Mensah proposed significant judicial reforms, including the full digitization of the judicial system to enable electronic case filing and virtual court proceedings, drawing on successful models from Kenya and Tanzania. He argued that such systems would enhance transparency, reduce delays, and ensure expeditious case resolution. He also called for retaining 50% to 70% of the judiciary's Internally Generated Funds (IGF) to enhance operational efficiency, while acknowledging legal requirements for funds to be deposited into the consolidated fund. Mensah urged Parliament to approve the judiciary's full budgetary requests to support infrastructure development, such as courthouses and judicial residences, to create a conducive working environment. He opposed raising the judicial retirement age from 70 to 75, citing the intense workload and stress of Supreme Court duties, and emphasized that the current age limit balanced public service with personal well-being.

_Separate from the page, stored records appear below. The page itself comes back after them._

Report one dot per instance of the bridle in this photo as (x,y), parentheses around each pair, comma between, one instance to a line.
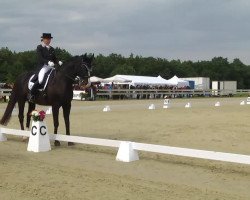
(79,79)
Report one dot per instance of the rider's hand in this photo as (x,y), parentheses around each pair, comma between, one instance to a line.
(60,63)
(51,64)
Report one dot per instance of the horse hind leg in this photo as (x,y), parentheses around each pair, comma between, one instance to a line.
(55,112)
(21,105)
(31,107)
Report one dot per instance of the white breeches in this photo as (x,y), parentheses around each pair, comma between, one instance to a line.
(42,73)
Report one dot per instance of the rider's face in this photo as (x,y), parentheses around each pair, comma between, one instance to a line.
(46,41)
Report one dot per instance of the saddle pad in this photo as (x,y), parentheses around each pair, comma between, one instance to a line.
(44,84)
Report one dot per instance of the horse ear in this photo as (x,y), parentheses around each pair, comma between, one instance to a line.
(85,55)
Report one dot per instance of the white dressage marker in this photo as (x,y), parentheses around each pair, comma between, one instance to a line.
(39,140)
(106,109)
(188,105)
(217,104)
(242,103)
(248,100)
(49,111)
(2,136)
(126,153)
(151,107)
(14,112)
(166,103)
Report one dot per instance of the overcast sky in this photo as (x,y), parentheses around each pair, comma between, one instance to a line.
(172,29)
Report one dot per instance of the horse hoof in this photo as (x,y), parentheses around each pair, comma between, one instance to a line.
(71,143)
(57,143)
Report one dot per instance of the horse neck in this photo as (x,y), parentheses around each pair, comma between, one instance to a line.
(66,75)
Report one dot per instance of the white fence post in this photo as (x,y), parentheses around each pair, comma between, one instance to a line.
(39,138)
(2,136)
(126,153)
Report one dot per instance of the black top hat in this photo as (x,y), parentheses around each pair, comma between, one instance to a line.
(46,35)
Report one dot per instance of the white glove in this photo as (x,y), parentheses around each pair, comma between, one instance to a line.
(51,64)
(60,63)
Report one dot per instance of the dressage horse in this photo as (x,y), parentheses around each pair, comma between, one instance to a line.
(59,92)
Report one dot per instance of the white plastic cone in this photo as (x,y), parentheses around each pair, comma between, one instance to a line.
(39,138)
(106,109)
(217,104)
(49,111)
(166,103)
(126,153)
(151,107)
(188,105)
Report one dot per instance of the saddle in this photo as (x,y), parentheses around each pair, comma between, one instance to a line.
(48,75)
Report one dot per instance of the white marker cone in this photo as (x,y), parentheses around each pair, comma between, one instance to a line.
(49,111)
(188,105)
(126,153)
(106,109)
(2,136)
(217,104)
(166,103)
(39,138)
(151,107)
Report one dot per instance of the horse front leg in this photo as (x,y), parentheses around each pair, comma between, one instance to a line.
(66,113)
(55,111)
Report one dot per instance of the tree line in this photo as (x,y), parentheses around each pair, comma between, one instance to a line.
(12,64)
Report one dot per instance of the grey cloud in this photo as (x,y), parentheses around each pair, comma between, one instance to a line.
(174,29)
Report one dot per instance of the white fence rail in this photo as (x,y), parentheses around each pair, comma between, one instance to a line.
(186,152)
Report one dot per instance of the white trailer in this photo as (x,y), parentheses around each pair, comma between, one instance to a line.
(201,83)
(224,88)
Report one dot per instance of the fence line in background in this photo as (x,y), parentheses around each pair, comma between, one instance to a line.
(177,151)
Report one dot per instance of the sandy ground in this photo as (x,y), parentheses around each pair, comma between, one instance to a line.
(90,172)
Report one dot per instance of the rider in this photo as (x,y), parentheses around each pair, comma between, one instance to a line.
(46,61)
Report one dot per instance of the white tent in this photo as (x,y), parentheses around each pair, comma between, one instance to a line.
(180,83)
(95,79)
(116,79)
(139,80)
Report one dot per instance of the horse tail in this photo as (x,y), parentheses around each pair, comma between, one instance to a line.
(11,104)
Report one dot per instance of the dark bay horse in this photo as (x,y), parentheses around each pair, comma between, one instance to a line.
(59,92)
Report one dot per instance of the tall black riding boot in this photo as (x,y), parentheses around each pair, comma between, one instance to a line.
(33,91)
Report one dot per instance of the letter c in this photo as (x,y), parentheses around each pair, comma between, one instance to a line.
(43,130)
(32,130)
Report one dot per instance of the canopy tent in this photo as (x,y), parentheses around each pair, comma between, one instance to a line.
(95,79)
(180,83)
(139,80)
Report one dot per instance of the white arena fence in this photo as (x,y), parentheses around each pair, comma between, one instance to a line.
(152,93)
(128,150)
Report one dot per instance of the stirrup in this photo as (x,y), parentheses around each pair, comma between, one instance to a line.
(31,98)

Addressing judicial conduct, Mensah emphasized the need for judges to withdraw from social circles to maintain public trust and avoid suspicion of bias, emphasizing that justice must be seen to be done. He advocated reforming Ghana's jury system, inherited from British colonial rule, proposing its replacement with an assessor system comprising three legally trained judges to improve decision quality and reduce inconsistencies. Mensah also supported allowing career magistrates to enter Law School for professional upgrades rather than scrapping the program, to maintain judicial capacity in underserved areas. On the issue of illegal mining (“galamsey”), particularly involving foreign nationals, he proposed training judges in the Chinese language to overcome language barriers in prosecutions, citing challenges with interpreter reliability, and stressed the effective implementation of existing mining laws to curb environmental damage. Regarding the legal age of sexual consent, Mensah defended maintaining it at 16, distinguishing it from the marriage age of 18, arguing that expecting abstinence until 18 was unrealistic and posed a moral dilemma. He also called for improved conditions of service for lower court judges to attract qualified lawyers, noting their critical role in handling the bulk of judicial work.

===Approval===
Mensah's appointment to the Supreme Court of Ghana was approved by Parliament on 25 June 2025, following a plenary debate and a decisive voice vote. The approval process followed the presentation of the Appointments Committee's final report, which affirmed that Mensah and the other six nominees; Sir. Dennis Dominic Adjei, Gbiel Simon Suurbaareh, Senyo Dzamefe, Kweku Tawiah Ackaah-Boafo, Janapare Bartels-Kodwo, and Hafisata Amaleboba, possessed the requisite qualifications, judicial temperament, and commitment to constitutional values expected of Supreme Court justices. The Majority endorsed the nominations, securing their approval despite opposition from the Minority caucus. The Minority, expressing concerns over the recent suspension of the Chief Justice and perceived constitutional breaches, argued that the appointments represented an attempt to undermine natural justice and that their objections were not adequately captured in the committee's report. All Minority members voted against the nominations, but the Majority's support ensured Mensah's confirmation.

===Swearing-in===
On 3 July 2025, Mensah was sworn in as a justice of the Supreme Court of Ghana by President John Dramani Mahama at the Jubilee House, alongside the six other justices. The ceremony, conducted in accordance with Article 144 of the 1992 Constitution, followed his vetting by the Appointments Committee of Parliament and his approval by Parliament.

==Personal life==
Mensah is married with four children.